As the actors warm up their characters, a shouted cue starts the action. "If music be the food of love, play on," it commands to the lovesick Orsino. "Give me excess of it." The Duke of Illyria pines for Lady Olivia, but seems more in love with love than anything else, even admitting in his opening lines that "so full of shapes is fancy."

This theme – the arbitrariness in love – propels some of the best comedic moments, especially Anderson's brilliant 180-degree about-face from a somber and serious Olivia to a hilariously bent image of unhinged amorousness directed at the hapless Viola (played with earnest intelligence and equal finesse by Horvath). Later, the same theme finds a clever outlet in an improvised song. Sung by a chorus directed (naturally) by Orsino, this cheeky flight of pointed nonsense is not a bad contrast to the excellent songs Shakespeare has Feste sing elsewhere. Lust has its own autonomy, meanwhile, and Hipskind's staging underscores the point in some raunchy passing sexual play between Orsino and Feste.

Desire spawns violence as well. Olivia's rowdy kinsman Sir Toby and his gallant but addle-headed sidekick Sir Andrew Aguecheek (nicely played by Brian Livingston) find their revels interrupted by Olivia's steward, Malvolio (Kunal Pasad, offering not-quite-over-the-top comical effeteness). With the guidance of chambermaid Maria (Mia Rovegno), they plot to unseat the prudish and inflated bore by means of a forged love letter, seemingly from Lady Olivia. Malvolio, upon making an extraordinary ass of himself in what is one of the funnier scenes, is taken for insane and locked in a miserably dark room. More or less above the fray is Olivia's jaded jester, Feste, a lightning-witted fool and probably the only really sane character in the play.
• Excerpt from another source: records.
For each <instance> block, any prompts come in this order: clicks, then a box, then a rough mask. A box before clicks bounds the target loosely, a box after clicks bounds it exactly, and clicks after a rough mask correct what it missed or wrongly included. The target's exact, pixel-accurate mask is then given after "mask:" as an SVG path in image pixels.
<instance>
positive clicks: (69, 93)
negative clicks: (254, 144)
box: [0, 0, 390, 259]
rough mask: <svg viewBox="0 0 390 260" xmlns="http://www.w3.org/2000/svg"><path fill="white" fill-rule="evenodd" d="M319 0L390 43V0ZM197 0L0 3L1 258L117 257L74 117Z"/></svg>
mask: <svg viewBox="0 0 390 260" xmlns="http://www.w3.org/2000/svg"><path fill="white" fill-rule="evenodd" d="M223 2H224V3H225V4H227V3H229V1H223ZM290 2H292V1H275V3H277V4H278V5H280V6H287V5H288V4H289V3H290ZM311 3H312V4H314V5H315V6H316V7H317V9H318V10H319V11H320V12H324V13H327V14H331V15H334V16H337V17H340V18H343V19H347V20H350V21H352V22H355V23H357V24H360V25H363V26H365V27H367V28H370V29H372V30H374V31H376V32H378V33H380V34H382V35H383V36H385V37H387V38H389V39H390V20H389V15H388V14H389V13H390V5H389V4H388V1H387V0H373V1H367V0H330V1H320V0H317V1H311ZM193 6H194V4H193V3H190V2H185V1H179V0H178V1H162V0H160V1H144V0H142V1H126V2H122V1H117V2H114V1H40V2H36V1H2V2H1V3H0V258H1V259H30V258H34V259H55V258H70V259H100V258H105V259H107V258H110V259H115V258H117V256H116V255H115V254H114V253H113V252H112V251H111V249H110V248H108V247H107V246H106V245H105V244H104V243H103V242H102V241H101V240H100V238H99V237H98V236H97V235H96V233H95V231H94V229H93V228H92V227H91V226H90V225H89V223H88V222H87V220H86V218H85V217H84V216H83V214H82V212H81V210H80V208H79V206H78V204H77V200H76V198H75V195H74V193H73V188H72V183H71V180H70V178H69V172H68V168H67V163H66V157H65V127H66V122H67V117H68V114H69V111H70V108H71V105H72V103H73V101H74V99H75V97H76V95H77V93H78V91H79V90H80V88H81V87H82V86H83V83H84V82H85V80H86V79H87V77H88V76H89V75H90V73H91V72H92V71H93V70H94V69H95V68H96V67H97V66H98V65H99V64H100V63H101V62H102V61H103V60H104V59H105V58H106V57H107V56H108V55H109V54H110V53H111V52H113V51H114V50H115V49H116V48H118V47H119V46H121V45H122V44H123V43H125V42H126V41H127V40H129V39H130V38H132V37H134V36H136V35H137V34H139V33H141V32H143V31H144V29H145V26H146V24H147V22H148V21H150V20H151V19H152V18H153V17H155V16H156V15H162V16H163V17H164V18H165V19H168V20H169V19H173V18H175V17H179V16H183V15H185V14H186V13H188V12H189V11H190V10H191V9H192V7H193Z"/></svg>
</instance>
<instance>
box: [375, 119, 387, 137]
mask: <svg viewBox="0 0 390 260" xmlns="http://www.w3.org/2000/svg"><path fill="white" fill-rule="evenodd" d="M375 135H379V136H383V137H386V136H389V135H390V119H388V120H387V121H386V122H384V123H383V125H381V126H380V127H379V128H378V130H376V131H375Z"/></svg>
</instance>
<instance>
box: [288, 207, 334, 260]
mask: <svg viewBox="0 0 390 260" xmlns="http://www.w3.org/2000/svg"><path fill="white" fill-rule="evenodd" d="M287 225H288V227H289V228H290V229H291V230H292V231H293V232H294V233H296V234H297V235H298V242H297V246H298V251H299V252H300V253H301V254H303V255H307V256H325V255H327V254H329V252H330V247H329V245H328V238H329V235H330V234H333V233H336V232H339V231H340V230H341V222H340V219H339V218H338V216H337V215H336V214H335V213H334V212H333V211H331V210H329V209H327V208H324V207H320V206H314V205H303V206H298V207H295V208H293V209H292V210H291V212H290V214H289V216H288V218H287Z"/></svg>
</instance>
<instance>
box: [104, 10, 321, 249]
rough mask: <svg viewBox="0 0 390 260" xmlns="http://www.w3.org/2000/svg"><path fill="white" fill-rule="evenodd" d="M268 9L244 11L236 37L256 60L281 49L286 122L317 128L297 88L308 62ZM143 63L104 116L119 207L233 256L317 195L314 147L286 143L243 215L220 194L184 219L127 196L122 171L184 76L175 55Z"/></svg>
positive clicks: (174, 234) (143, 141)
At its best, What You Will beautifully meshes the sublime poetry and comedy of the text with bold staging and ebullient but precise performances that draw on the stylized physical theater foolsFURY has used to great effect. When the ensemble comes together in a kind of scrum to re-create the ship and the shipwreck that separate Sebastian and Viola, for example, the play's action and themes unite impressively with the mise-en-scène in a single, original image. On the other hand, the mirth and violence represented onstage sometimes seem a bit hollow. Proving only, I guess, that you can't always get what you will.

'What You Will' runs through July 16. Thurs.-Sat., 8 p.m.; Mon/11, 8 p.m. Traveling Jewish Theatre, 470 Florida, SF. $12-$30. 1-866-GOT-FURY.